Elastobras

Capacidades

Injeção, extrusão e formulação própria de composto

50 pessoas, 16 injetoras, 3 linhas de extrusão e 3 prensas de compressão em Curitiba. Todas as peças são fabricadas sob desenho do cliente. As tabelas abaixo são o nosso envelope de trabalho — se a sua peça ficar fora dele, diga, e responderemos com franqueza se conseguimos fabricar.

Processos

Parque instalado
ProcessoMáquinasFaixaAdequado para
Injeção1680–240 t de fechamentoSérie repetitiva, repetibilidade dimensional, geometria complexa, rebarba mínima, insertos
Extrusão3Vulcanização em túnel de ar quenteSeções contínuas cortadas no comprimento: tubo, cordão, perfil
Compressão3Seções espessas, peças maiores, séries curtas e protótipos

Tolerâncias dimensionais

Trabalhamos segundo a DIN ISO 3302-1, a norma de classes de tolerância para artefatos de borracha. Declarar a classe é o que faz o desenho e a cotação combinarem antes de o ferramental ser comprometido.

ProcessoPadrãoSob acordo
InjeçãoClasse M2Classe M1 em cotas funcionais
ExtrusãoClasse E2Mais apertado mediante análise de viabilidade
CompressãoClasse M3M2 em cotas selecionadas

M1 em cotas funcionais não é promessa de folheto: produzimos em série peças de silicone segurando diâmetros de vedação em ±0,10 mm e membranas de 0,70 mm em ±0,10 mm.

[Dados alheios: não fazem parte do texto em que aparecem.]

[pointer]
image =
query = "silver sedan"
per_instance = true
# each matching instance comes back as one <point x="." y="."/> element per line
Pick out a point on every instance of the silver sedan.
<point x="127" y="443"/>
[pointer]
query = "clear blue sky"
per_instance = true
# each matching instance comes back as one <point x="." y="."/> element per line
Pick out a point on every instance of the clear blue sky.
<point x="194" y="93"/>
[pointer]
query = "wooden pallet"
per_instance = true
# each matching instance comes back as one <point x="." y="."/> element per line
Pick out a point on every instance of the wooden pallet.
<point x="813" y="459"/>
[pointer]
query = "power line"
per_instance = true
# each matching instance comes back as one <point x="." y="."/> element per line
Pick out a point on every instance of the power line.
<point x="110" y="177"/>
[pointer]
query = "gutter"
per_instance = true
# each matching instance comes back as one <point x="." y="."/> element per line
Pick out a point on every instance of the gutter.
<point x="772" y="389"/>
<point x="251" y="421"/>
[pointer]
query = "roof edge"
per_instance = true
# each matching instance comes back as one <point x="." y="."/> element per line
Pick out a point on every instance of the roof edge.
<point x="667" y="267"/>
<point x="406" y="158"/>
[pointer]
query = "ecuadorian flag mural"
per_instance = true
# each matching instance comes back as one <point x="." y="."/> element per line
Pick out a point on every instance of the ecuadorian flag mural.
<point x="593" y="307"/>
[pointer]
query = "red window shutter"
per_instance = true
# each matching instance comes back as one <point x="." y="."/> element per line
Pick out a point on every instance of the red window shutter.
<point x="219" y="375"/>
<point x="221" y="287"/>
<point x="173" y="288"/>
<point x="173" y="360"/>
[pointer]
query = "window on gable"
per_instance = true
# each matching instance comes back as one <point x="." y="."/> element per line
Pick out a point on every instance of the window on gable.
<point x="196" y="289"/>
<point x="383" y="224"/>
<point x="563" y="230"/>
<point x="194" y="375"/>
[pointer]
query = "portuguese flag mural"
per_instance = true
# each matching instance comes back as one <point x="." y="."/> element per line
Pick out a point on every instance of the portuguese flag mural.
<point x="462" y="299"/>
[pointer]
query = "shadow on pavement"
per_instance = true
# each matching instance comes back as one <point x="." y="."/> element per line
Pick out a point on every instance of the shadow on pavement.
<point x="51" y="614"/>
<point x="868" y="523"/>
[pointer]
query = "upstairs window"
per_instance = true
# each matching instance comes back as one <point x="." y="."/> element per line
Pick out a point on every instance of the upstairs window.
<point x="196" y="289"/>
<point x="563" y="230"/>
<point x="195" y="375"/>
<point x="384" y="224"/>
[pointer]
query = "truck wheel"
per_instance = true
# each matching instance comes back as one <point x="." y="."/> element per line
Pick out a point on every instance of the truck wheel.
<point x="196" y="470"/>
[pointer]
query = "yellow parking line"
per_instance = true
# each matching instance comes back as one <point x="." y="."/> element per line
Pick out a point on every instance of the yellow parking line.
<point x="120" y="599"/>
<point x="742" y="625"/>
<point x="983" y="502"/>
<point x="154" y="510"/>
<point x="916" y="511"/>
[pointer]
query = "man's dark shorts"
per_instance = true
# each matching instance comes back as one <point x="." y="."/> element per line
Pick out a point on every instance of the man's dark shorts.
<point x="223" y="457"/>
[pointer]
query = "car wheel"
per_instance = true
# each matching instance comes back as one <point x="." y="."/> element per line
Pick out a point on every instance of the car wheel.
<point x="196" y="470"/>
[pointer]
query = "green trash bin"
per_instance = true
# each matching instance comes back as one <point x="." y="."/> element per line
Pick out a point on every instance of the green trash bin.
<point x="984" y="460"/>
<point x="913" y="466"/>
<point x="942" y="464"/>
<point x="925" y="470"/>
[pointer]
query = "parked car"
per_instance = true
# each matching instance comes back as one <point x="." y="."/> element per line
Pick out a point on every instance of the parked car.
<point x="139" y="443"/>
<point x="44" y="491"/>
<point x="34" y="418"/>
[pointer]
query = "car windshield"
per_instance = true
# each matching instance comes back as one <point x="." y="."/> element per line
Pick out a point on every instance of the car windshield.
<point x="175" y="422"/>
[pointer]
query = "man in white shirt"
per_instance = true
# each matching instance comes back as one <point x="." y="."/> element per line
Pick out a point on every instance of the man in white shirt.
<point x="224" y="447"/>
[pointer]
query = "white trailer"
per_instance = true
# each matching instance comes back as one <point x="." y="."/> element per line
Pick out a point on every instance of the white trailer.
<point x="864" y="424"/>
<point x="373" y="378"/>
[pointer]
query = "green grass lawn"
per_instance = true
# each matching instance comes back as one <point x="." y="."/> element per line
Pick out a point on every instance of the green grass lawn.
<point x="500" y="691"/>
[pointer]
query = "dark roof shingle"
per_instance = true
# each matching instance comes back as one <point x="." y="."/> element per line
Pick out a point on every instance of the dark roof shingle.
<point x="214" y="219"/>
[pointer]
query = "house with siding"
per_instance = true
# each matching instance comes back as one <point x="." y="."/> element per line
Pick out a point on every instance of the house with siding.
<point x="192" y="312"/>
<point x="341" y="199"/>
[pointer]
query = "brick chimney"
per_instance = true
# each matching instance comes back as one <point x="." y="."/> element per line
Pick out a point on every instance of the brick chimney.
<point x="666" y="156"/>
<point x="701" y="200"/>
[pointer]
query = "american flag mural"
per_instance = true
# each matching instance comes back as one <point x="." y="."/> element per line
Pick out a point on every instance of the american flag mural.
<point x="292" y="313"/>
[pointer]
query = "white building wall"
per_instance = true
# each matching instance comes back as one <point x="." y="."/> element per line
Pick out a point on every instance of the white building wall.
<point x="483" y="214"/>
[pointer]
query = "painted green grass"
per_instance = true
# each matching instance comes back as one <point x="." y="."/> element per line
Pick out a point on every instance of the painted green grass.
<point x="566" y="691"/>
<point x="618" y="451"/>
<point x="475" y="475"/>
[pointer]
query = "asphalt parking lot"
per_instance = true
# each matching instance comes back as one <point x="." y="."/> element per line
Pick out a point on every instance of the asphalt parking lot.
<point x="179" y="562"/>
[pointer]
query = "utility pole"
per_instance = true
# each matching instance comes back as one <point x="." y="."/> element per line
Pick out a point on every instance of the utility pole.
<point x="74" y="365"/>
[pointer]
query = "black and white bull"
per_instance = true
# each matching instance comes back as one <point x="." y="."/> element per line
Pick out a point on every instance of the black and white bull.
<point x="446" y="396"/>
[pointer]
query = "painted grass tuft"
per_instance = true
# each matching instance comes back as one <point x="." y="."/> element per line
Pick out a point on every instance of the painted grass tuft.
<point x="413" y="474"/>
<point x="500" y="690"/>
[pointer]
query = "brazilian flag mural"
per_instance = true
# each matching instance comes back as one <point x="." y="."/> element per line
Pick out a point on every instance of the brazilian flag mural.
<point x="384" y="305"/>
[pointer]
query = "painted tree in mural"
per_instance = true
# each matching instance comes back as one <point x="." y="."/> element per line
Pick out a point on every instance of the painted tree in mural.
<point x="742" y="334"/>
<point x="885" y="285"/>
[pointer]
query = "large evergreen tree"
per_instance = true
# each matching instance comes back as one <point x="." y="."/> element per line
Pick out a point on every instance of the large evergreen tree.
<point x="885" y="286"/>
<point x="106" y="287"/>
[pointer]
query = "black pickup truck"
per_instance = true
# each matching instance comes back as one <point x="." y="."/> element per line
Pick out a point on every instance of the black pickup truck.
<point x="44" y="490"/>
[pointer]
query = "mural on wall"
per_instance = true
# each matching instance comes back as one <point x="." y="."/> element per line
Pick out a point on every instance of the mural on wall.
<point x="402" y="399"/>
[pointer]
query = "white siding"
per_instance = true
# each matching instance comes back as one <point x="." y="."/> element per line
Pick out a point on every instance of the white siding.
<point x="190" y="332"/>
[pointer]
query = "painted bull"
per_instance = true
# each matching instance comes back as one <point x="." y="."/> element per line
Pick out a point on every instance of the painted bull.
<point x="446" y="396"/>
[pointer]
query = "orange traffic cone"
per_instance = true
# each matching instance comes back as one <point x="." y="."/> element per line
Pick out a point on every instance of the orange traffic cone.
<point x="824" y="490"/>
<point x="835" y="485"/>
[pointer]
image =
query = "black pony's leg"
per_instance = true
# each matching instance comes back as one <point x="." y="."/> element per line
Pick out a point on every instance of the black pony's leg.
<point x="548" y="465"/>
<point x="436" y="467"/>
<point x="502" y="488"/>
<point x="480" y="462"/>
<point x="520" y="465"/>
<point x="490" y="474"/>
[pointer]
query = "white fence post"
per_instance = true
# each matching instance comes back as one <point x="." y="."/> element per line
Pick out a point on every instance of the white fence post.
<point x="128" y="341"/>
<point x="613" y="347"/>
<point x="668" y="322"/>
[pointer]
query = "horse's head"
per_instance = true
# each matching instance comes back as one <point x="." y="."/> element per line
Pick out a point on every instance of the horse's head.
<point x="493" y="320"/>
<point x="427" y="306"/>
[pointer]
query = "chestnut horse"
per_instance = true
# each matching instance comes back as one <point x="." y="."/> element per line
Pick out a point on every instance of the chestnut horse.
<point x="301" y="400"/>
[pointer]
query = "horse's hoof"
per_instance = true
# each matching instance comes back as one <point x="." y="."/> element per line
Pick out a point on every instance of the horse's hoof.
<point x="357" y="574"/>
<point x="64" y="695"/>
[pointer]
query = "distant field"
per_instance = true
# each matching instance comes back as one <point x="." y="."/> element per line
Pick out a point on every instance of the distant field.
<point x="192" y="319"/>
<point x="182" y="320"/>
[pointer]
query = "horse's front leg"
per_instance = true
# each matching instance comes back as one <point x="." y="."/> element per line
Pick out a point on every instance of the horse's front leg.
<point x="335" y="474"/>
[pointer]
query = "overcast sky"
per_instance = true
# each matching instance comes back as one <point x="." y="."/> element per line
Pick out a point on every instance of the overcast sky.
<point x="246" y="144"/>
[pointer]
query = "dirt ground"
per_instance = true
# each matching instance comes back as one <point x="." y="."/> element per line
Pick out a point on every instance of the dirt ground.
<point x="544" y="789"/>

Tolerância vale gastar onde ela trabalha. Diga quais cotas são funcionais e cotamos de acordo, em vez de encarecer a peça inteira pela cota mais apertada.

Materiais

Produzimos compostos numa faixa de dureza de 25 a 90 Shore A. Como formulamos internamente, o elastômero é escolhido contra a condição de serviço da peça: as substâncias que ela vai encontrar, a temperatura, a cor e a exigência mecânica.

FamíliaSiglaEscolhida quando a peça enfrenta
NitrílicaNBRÓleos, combustíveis e hidrocarbonetos
Etileno propilenoEPDMIntempérie, ozônio, UV, água quente e vapor
SiliconeVMQFaixa térmica ampla, baixa deformação permanente, inércia química
Estireno butadienoSBRAbrasão e serviço dinâmico geral
Borracha naturalNRResiliência, resistência ao rasgo, carga dinâmica
CloroprenoCRÓleo moderado combinado com intempérie

Como uma peça é desenvolvida

  1. Desenho, amostra ou problema. A peça pode partir de um desenho técnico, de uma amostra física a reproduzir, ou de um componente que está falhando em serviço.
  2. Escolha do composto. Propomos família e formulação contra a condição de serviço, com dados de propriedade, antes de comprometer ferramental.
  3. Ferramental. Moldes projetados e produzidos com ferramentarias parceiras sobre a geometria aprovada.
  4. Primeira amostra. Peças com relatório dimensional e dados de material para aprovação.
  5. Série sob formulação congelada, com a curva reométrica de cada lote registrada.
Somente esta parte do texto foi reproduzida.